Ah ! mes bonn’s gens ! J’ai ben grand’peine !
Pasque ces Bohemiens d’malheur
Qu’ont pillé mon bois et ma plaine
Ont encore emporté mon cceur.
Et c’est surtout ca qui m’caus’ si grand’peine !...
Lorsque j’étais enfant, j’habitais face à un terrain vague où venaient chaque année s’installer une charmante tribu de "bohémiens" (c’est ainsi qu’on appelait les nomades par opposition aux "baraquins" qui eux constituaient le quart-monde sédentaire). J’ai donc appris à jouer avec les enfants et entendu les premières notes de guitare qu’on appelle aujourd’hui le "jazz manouche" jouées par un cousin du grand Django ( tous les joueurs de guitare manouches sont d’ailleurs des cousins... donc des cousins de Django !). J’ai écouté la diseuse de bonne aventure mais je n’ai pas mangé de ces hérissons (niglo) qui se cuisent dans la terre glaise, et dont la patte portée en collier protège de la foudre. J’ai vu les femmes qui tressent l’osier et j’ai très vite compris le mot "lové" (des sous). Comme Gaston Couté, j’ai été séduit par une "grande soeur", archétype parfait de la Gitane éternelle. Il m’en reste plus de bons que de mauvais souvenirs. Folklore et réalités !
Plus amusant ! Un jour, le patron d’un cirque familial fortement typé m’a proposé d’épouser sa troisième fille, championne des anneaux et du trapèze, en m’expliquant qu’il s’agirait de voyager l’été et de s’occuper de ramassage de ferraille l’hiver. La seule condition était de ne pas quitter la tribu (trop féminine à son goût). Heureusement, j’étais déjà marié, et la fille a accepté de me rendre mon alliance qu’elle avait fait disparaître par un tour de magie.
Je connais et j’aime la camargue, donc j’ai tenté de comprendre qui est Sara e kali, et les Maries Jacobé et Salomé qui ont donné leur nom à la ville. Je ne l’ai d’ailleurs que partiellement compris puisqu’il faut avoir du sang gitan pour comprendre.

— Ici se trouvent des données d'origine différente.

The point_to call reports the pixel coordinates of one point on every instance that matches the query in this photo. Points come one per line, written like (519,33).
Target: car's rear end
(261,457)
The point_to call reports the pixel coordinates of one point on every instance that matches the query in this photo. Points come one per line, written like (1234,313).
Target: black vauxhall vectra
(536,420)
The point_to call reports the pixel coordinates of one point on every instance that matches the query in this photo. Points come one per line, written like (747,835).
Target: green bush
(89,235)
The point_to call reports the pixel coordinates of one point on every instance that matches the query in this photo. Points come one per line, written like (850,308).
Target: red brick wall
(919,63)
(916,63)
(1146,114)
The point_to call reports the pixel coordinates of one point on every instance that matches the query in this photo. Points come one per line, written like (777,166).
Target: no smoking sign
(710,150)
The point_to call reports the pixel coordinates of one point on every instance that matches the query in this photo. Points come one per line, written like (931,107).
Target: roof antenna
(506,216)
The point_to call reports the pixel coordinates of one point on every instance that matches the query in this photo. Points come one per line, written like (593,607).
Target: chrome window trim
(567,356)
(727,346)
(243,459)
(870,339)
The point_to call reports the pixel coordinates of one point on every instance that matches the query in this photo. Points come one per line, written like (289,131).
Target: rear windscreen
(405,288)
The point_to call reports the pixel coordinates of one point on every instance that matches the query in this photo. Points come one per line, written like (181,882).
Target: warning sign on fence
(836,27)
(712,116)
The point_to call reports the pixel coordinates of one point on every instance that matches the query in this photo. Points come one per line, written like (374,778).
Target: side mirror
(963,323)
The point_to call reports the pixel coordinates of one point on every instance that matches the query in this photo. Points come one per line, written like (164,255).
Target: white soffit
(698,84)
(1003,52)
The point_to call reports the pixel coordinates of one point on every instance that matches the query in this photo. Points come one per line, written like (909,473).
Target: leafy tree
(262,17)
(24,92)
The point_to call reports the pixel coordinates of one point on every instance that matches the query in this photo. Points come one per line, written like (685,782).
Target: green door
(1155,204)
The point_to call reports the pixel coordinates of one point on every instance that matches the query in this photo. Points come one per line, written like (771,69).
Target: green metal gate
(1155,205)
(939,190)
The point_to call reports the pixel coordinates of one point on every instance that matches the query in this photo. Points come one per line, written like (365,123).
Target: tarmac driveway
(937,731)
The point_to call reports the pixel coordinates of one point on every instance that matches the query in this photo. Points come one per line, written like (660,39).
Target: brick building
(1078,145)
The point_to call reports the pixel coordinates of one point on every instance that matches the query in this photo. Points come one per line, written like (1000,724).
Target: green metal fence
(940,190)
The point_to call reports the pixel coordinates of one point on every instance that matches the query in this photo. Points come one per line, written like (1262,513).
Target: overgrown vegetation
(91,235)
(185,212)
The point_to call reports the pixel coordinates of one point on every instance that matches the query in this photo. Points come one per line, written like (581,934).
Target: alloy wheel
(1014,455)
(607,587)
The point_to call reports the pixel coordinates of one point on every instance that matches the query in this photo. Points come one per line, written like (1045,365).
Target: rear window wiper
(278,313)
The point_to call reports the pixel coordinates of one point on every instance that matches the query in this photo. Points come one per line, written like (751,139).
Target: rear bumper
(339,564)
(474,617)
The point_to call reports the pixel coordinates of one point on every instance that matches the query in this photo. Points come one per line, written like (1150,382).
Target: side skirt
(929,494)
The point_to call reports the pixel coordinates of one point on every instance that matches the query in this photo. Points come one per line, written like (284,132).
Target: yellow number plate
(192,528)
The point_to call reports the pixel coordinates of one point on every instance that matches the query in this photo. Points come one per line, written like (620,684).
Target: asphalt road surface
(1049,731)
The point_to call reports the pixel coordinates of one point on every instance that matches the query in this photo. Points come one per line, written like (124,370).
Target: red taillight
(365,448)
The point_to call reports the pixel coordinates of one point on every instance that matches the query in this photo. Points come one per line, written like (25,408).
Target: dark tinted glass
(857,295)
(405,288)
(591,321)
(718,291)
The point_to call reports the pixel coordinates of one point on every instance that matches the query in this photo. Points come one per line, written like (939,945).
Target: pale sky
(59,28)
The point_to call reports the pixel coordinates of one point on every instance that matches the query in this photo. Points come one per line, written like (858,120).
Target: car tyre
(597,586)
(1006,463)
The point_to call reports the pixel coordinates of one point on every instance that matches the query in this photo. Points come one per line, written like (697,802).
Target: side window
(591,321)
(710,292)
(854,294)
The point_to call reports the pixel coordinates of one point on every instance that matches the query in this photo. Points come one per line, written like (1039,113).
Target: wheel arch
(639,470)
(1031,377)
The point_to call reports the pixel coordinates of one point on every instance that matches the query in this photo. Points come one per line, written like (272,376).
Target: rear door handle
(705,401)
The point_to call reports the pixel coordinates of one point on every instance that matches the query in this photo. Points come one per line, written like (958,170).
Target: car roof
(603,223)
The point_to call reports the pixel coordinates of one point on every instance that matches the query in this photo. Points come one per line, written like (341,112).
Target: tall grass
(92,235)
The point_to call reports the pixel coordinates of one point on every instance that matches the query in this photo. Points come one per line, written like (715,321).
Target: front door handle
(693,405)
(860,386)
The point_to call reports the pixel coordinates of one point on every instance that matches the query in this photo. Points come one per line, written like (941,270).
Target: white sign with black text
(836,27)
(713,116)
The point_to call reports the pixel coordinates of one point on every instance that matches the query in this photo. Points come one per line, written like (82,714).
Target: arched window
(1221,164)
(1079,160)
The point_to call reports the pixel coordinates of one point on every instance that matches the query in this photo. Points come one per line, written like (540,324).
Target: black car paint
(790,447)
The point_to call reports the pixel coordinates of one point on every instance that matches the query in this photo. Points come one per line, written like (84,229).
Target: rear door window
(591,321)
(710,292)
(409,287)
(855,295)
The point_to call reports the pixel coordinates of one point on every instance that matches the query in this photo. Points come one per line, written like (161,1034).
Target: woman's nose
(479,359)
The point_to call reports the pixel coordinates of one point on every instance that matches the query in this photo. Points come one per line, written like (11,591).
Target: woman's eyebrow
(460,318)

Beaucoup plus tard, j’ai du gratter un projet d’alphabétisation pour un groupe appelé "Gens du voyage" semi-sédentarisés dans un camp (réalisé conformément à la loi Besson) quelque part dans le Nord. Pour des adultes Roms, apprendre à lire et écrire, c’est remettre ses traditions en question.
Les échanges ont été fructueux. Ils m’ont demandé de ne pas prendre de photos, ce que j’ai accepté. J’ai aussi accepté que l’on ne réponde pas à toutes mes questions.
Je me souviens aussi de ces vers du regretté Jean Ferrat
....Qu’ils soient venus du fond des âges
Tous les gitans, tous les tziganes
Un violon leur a brisé l’âme
Ils en gardent parfois des larmes
Les Nomades
Ni la peur de mourir un jour
Dans quelque ville frontalière
Sans tenir la main d’un amour
Ne les arrête sur la terre
Les Nomades
Et quand on voit sous les platanes
Passer les mulets et les ânes
On a beau être des profanes
On voudrait suivre la caravane
Des Nomades
Les nombreux français aisés qui se payent un camping-car ne sont-ils pas simplement poussé par ce désir de connaître la vie nomade ? S’ils partaient en tribu avec de vieilles caravanes et des voitures usagées en cherchant à dormir sur les places publiques, ils s’apercevraient vite que la poésie n’est pas toujours au Rendez-vous.
Enfin J’ai le projet d’écrire une chanson avec un groupe d’enfants Roms. J’espère que cela permettra de mieux faire comprendre "ce qui dort au fond de leur âme".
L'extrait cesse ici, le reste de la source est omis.